Wetterling enters Senate race
"Campaign Races"10/09/2005
Associated Press
October 10, 2005
Patty Wetterling said she hopes to help pass a number of laws to protect children from sex offenders, as she kicked off her campaign Sunday for the U.S. Senate.
“I embrace the fact that I am a nontraditional candidate,’’ she told more than 100 supporters in Riverside Park in St. Paul.
Wetterling lost a bid for Congress last year to U.S. Rep. Mark Kennedy, but she was a recognized name long before because of the tragic unsolved kidnapping of her son Jacob in 1989. After his disappearance, she became an activist for child safety and established the Jacob Wetterling Foundation to protect children from abduction and sexual exploitation.
Last weekend, she called for the withdrawal of U.S. troops from Iraq by Thanksgiving 2006, apparently becoming the first Senate candidate to propose a specific deadline.
Wetterling is competing against Hennepin County Attorney Amy Klobuchar and veterinarian Ford Bell for the DFL’s nomination.
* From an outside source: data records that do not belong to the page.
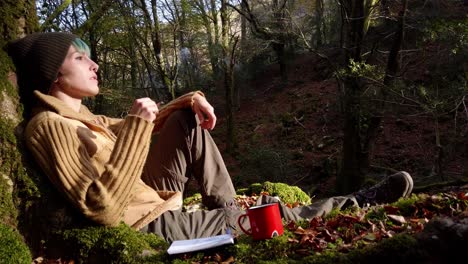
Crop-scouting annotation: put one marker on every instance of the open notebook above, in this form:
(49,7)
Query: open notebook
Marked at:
(189,245)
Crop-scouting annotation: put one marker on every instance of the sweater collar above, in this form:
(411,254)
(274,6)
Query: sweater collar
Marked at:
(51,103)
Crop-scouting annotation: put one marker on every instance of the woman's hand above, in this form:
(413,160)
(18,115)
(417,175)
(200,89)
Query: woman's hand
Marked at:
(204,111)
(145,108)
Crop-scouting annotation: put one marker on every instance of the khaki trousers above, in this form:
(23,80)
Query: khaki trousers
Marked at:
(183,150)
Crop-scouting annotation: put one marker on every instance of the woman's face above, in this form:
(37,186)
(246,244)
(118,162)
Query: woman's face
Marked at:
(77,75)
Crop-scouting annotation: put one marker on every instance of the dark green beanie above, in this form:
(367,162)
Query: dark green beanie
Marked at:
(38,57)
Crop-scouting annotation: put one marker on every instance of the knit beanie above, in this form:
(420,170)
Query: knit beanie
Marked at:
(38,57)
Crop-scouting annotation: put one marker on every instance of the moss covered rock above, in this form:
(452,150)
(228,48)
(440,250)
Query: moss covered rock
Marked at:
(122,244)
(287,194)
(12,247)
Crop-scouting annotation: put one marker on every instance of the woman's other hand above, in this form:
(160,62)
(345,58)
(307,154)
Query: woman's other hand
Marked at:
(204,111)
(145,108)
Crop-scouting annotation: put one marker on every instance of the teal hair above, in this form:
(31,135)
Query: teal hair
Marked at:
(81,46)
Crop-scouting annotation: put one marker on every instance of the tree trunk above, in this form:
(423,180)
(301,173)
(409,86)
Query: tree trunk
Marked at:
(230,135)
(351,176)
(16,188)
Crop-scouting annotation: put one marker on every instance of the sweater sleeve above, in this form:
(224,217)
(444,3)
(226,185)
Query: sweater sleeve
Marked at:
(184,101)
(103,197)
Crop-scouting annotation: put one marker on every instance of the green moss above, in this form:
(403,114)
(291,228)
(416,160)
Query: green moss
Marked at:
(193,199)
(12,247)
(287,194)
(276,249)
(112,245)
(7,208)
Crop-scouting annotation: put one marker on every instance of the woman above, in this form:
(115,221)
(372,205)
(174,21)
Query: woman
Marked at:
(108,168)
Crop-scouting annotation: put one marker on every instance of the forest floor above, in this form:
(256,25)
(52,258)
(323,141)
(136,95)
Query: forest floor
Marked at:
(293,134)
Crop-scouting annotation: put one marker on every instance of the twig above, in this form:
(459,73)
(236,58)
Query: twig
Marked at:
(298,122)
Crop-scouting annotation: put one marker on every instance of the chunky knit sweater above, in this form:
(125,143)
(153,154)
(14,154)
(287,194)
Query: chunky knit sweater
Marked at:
(97,161)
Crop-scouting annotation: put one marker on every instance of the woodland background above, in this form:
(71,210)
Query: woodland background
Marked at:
(328,95)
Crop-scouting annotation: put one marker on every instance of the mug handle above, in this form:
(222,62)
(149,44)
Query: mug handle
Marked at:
(240,225)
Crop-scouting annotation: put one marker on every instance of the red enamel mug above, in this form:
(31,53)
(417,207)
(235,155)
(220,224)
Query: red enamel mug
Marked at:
(265,221)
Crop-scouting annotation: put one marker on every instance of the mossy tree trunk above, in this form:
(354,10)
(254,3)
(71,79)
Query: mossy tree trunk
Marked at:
(18,18)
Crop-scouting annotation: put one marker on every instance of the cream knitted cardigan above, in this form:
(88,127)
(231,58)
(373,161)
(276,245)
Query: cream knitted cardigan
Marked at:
(97,161)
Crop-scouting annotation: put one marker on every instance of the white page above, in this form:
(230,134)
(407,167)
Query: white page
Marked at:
(182,246)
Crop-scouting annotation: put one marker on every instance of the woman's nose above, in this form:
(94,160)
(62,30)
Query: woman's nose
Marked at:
(94,66)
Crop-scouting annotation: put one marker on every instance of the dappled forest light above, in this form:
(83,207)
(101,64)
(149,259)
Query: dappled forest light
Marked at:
(326,95)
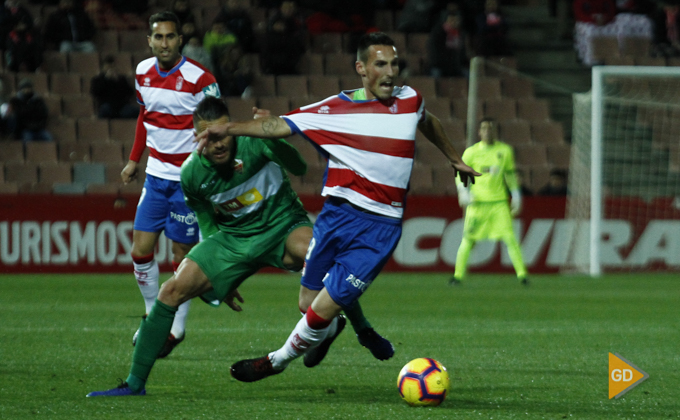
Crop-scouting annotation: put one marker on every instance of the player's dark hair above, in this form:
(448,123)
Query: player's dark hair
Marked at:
(373,38)
(210,109)
(165,16)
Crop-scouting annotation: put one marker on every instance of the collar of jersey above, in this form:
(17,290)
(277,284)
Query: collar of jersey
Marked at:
(172,70)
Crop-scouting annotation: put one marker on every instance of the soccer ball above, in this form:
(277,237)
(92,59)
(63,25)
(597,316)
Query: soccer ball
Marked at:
(423,382)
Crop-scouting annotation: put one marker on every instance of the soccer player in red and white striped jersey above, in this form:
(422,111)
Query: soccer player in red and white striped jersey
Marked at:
(368,136)
(169,87)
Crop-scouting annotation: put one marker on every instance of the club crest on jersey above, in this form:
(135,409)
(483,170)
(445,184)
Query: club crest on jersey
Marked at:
(212,90)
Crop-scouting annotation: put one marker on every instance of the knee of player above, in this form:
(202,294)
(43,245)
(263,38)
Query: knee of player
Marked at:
(173,292)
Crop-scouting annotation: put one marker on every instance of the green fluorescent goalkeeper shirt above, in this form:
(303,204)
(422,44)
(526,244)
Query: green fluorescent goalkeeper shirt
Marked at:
(248,195)
(496,163)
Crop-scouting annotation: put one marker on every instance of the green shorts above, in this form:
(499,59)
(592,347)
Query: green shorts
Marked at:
(227,260)
(487,221)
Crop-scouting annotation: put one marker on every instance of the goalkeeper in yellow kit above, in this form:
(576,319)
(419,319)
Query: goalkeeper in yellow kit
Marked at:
(487,214)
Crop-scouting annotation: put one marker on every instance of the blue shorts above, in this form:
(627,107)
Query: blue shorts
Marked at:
(347,251)
(162,208)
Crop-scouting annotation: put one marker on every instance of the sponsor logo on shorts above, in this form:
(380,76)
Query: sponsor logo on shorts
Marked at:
(358,283)
(188,219)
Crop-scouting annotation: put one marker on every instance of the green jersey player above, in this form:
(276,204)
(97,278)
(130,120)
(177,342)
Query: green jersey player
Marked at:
(250,218)
(487,214)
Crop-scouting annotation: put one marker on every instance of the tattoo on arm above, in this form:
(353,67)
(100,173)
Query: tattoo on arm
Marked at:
(269,125)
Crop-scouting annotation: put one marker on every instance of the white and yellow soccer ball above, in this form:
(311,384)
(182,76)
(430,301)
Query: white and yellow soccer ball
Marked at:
(423,382)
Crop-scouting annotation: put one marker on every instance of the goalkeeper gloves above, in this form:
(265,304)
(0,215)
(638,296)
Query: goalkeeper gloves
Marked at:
(515,203)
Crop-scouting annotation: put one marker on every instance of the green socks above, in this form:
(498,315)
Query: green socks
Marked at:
(153,332)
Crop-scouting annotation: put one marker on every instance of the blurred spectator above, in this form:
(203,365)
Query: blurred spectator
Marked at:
(602,18)
(23,47)
(417,16)
(557,184)
(136,7)
(346,16)
(217,37)
(26,116)
(10,14)
(69,28)
(492,31)
(521,181)
(189,30)
(283,47)
(289,13)
(233,72)
(238,22)
(187,20)
(667,28)
(182,9)
(448,48)
(112,93)
(194,50)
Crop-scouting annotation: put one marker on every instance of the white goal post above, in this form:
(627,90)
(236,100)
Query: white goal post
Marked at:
(625,149)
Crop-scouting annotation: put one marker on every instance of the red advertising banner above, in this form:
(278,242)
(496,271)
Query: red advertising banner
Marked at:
(65,234)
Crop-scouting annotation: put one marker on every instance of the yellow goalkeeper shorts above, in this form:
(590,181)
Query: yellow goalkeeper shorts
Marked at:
(487,221)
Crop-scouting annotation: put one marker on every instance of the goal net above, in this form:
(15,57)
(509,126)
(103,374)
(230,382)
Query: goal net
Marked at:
(623,210)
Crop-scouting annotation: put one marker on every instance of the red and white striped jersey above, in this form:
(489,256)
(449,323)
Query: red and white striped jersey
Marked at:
(169,100)
(369,145)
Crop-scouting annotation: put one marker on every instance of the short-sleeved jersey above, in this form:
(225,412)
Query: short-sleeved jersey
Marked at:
(496,163)
(169,99)
(369,144)
(248,197)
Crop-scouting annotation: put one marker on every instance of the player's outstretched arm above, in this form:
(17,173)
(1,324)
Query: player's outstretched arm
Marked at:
(267,127)
(433,130)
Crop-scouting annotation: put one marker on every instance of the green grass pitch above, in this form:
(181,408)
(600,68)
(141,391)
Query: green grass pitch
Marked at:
(512,352)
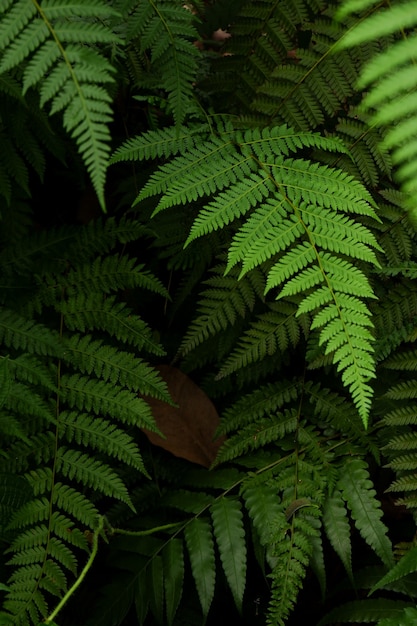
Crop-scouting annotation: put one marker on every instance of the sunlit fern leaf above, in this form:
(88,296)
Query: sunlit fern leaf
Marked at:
(199,539)
(370,160)
(51,44)
(359,493)
(342,415)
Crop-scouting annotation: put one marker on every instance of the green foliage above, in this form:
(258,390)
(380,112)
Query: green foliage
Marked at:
(390,78)
(256,239)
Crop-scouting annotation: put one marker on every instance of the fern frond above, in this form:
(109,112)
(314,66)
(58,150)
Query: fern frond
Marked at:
(271,332)
(367,611)
(337,527)
(200,545)
(265,401)
(24,334)
(359,493)
(405,566)
(173,566)
(230,536)
(92,356)
(94,474)
(98,434)
(257,435)
(166,32)
(299,219)
(52,46)
(87,394)
(87,313)
(390,78)
(222,302)
(265,509)
(160,143)
(292,559)
(109,274)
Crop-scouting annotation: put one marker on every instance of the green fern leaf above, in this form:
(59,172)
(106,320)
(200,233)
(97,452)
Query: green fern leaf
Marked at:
(292,557)
(263,402)
(166,32)
(405,566)
(337,527)
(95,433)
(271,332)
(86,313)
(257,435)
(173,561)
(366,611)
(230,536)
(95,474)
(359,493)
(264,508)
(159,143)
(74,503)
(112,365)
(53,46)
(26,335)
(222,303)
(94,395)
(156,588)
(389,78)
(407,618)
(200,545)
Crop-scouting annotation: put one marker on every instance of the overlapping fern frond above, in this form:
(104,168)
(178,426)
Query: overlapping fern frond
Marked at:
(71,401)
(53,47)
(165,33)
(390,78)
(400,422)
(295,215)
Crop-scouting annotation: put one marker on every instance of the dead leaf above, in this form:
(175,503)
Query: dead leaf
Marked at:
(189,428)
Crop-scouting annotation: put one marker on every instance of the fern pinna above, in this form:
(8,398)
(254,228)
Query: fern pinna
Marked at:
(281,487)
(300,219)
(70,410)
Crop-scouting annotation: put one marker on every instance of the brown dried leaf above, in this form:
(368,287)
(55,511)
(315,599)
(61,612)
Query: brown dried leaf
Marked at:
(189,428)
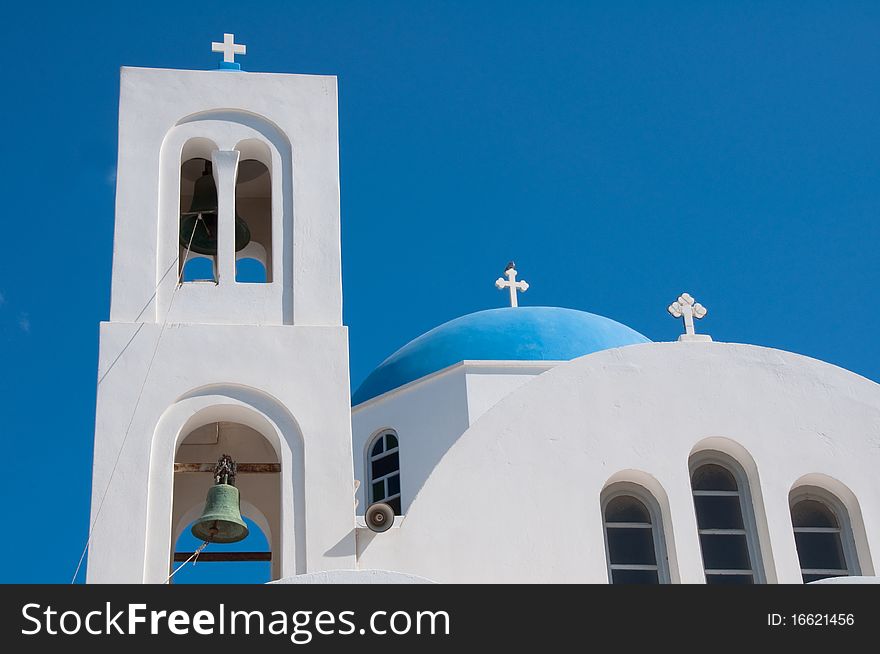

Attorney Michael Ciresi, a Demcrat who ran for Senate in 2000, is also mulling a campaign.
On the Republican side, Kennedy appears to have a lock on the GOP nomination.
Wetterling attracted 46 percent of the vote in the right-leaning 6th District last year, encouraging key Democrats, who urged her to run again for Congress. She switched her focus to the Senate race in February after Democratic incumbent Mark Dayton decided not to run for re-election.